In a stunning admission that has left Maine Democrats scrambling, the state's own Attorney General Aaron Frey has filed a brief with the Maine Supreme Court acknowledging that expanding ranked-choice voting doesn't align with the state's constitution.
Talk about friendly fire! Frey, a Democrat who you'd expect to be cheerleading for his party's election schemes, instead delivered what he euphemistically calls 'statutory wordsmithing' – bureaucrat speak for 'oops, this violates the law.'
This bombshell filing exposes what conservatives have been saying all along: ranked-choice voting isn't just a confusing mess that dilutes the principle of 'one person, one vote' – it's often unconstitutional to boot.
The Left's Election Engineering Falls Apart
For years, Democrats have been pushing ranked-choice voting as some kind of democratic innovation, but patriots know the real game. It's another tool in the left's election engineering toolkit, designed to muddy the waters and potentially change outcomes through mathematical manipulation rather than clear voter preference.
Now Maine's top law enforcement official – a Democrat, no less – has essentially admitted that expanding this system runs afoul of the state's founding document. The irony is thicker than New England clam chowder.
"This case perfectly illustrates why we need to get back to constitutional principles and stop letting politicians tinker with our election systems," one Maine conservative activist told reporters.
The filing comes as President Trump's administration continues its mission to restore election integrity nationwide, making this admission all the more timely.
Constitutional Principles Win Again
This isn't just about Maine – it's about the broader principle that our elections should follow the Constitution, not the latest progressive fad.
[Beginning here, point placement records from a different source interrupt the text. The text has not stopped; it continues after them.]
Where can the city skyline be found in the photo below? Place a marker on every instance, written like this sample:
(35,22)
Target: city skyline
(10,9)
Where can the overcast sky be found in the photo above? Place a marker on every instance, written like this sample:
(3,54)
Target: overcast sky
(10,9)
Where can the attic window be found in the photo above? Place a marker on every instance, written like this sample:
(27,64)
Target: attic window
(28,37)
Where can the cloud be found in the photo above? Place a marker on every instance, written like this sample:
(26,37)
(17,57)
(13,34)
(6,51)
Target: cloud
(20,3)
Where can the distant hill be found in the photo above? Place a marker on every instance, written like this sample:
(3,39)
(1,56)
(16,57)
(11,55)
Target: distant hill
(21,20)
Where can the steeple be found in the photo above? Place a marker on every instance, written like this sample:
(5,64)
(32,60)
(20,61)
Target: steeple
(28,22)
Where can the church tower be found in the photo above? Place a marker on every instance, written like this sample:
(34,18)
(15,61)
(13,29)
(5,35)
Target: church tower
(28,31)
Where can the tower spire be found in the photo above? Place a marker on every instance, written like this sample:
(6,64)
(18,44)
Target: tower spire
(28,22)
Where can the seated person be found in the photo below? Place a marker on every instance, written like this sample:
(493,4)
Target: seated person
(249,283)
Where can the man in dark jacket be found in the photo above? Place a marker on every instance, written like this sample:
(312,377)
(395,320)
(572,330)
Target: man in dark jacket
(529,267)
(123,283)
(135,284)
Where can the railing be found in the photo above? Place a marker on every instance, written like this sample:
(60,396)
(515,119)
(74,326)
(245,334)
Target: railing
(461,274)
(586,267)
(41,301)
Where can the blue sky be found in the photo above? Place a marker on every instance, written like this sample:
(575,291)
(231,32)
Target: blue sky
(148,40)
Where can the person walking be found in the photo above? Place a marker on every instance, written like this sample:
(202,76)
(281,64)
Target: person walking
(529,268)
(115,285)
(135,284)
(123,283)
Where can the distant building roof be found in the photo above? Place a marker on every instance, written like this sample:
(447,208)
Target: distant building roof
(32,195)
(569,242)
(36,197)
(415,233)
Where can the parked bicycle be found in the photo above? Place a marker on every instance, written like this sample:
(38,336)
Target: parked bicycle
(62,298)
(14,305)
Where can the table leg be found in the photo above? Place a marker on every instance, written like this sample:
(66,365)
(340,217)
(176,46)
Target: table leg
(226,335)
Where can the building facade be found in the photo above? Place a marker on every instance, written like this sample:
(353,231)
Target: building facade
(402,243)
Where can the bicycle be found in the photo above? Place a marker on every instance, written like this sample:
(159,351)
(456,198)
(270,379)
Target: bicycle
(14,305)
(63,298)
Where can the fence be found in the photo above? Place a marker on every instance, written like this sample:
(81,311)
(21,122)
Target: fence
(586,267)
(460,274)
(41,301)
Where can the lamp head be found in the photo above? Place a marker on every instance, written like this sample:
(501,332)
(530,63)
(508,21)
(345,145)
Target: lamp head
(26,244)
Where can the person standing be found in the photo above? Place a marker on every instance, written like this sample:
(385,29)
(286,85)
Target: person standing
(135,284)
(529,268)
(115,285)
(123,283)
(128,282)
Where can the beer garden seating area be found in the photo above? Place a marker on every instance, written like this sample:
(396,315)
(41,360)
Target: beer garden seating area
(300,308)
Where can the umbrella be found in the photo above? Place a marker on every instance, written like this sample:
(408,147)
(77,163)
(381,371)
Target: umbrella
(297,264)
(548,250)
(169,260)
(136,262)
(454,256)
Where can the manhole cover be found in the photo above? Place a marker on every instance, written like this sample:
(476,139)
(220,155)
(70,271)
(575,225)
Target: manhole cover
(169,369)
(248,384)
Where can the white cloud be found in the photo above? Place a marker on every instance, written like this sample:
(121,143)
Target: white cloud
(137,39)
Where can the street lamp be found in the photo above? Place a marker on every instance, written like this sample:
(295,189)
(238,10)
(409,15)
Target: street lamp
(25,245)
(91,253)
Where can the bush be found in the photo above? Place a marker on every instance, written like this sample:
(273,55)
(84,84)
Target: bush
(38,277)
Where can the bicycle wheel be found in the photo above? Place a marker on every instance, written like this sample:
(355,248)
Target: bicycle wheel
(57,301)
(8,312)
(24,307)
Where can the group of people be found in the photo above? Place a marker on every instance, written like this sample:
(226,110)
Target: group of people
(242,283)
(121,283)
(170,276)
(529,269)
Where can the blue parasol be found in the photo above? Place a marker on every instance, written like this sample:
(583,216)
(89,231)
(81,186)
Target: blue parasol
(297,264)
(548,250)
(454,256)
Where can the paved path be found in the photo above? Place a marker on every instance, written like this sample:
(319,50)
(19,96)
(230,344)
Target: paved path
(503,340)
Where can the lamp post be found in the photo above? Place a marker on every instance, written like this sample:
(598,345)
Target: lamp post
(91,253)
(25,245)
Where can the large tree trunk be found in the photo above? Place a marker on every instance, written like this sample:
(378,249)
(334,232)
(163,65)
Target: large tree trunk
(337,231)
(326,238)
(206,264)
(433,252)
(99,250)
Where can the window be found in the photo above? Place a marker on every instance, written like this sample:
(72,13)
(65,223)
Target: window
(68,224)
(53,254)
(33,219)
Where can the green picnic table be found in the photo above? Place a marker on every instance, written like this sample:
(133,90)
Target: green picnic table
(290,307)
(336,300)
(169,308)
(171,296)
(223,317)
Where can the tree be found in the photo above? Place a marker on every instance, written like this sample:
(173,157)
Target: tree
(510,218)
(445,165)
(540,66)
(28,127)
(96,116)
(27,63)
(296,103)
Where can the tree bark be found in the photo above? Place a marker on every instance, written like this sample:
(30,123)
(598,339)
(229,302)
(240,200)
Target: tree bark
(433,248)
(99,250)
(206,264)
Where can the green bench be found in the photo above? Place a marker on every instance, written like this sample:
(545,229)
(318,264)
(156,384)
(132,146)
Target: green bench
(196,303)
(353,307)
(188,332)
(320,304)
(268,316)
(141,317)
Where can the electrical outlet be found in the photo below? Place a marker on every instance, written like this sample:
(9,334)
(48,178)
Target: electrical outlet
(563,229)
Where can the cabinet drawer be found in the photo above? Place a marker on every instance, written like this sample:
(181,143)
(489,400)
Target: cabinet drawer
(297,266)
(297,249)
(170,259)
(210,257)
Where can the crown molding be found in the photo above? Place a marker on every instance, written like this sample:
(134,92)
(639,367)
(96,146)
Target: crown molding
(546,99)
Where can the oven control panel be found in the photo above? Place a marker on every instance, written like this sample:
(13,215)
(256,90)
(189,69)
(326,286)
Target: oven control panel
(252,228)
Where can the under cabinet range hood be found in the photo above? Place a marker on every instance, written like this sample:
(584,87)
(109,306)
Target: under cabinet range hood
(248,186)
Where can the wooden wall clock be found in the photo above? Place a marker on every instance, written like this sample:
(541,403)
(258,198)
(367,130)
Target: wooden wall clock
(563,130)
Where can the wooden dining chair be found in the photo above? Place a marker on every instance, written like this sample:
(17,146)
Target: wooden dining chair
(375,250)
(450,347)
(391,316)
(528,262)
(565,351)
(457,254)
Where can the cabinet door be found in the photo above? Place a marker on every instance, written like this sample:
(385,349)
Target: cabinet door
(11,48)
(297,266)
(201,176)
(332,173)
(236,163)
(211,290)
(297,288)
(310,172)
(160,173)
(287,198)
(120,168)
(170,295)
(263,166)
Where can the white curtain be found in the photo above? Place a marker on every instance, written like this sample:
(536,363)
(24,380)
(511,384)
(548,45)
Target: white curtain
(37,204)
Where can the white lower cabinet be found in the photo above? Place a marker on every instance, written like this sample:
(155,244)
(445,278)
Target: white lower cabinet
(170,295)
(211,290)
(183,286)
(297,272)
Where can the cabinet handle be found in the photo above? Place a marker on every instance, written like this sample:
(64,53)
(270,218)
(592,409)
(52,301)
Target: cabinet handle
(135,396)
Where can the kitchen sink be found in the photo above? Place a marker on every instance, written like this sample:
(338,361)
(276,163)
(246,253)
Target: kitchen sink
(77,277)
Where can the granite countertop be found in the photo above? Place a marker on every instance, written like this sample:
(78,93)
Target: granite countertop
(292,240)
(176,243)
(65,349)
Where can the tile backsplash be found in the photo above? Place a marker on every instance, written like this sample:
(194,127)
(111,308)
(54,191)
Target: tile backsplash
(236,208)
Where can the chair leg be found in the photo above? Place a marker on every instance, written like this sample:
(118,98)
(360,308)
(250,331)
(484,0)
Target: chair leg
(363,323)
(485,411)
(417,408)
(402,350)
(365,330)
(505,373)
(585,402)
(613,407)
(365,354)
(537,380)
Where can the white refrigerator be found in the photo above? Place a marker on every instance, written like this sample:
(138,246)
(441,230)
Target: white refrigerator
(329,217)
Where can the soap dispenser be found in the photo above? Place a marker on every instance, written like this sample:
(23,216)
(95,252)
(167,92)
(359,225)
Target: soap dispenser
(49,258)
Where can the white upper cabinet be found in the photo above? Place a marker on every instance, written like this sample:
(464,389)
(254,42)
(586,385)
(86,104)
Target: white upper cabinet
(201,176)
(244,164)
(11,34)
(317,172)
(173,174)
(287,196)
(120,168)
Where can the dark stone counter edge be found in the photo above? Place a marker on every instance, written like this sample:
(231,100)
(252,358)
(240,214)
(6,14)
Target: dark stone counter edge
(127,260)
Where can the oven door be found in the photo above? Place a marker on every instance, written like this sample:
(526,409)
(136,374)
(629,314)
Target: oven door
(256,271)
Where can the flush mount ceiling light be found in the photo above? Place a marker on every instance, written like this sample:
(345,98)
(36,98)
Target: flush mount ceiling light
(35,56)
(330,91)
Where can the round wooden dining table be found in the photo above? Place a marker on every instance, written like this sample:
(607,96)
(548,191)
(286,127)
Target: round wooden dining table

While Democrats across the country have been pushing ranked-choice voting as their silver bullet, constitutional reality keeps getting in the way.
The question now is: will other states take note of Maine's constitutional crisis and pump the brakes on their own ranked-choice schemes? Or will they continue down this legally dubious path until their own attorneys general have to admit the obvious?
Patriots in Maine and across America deserve election systems that are simple, transparent, and most importantly, constitutional. This admission from Frey proves what we've known all along – when Democrats have to choose between their political schemes and the Constitution, at least some still remember which one is supposed to win.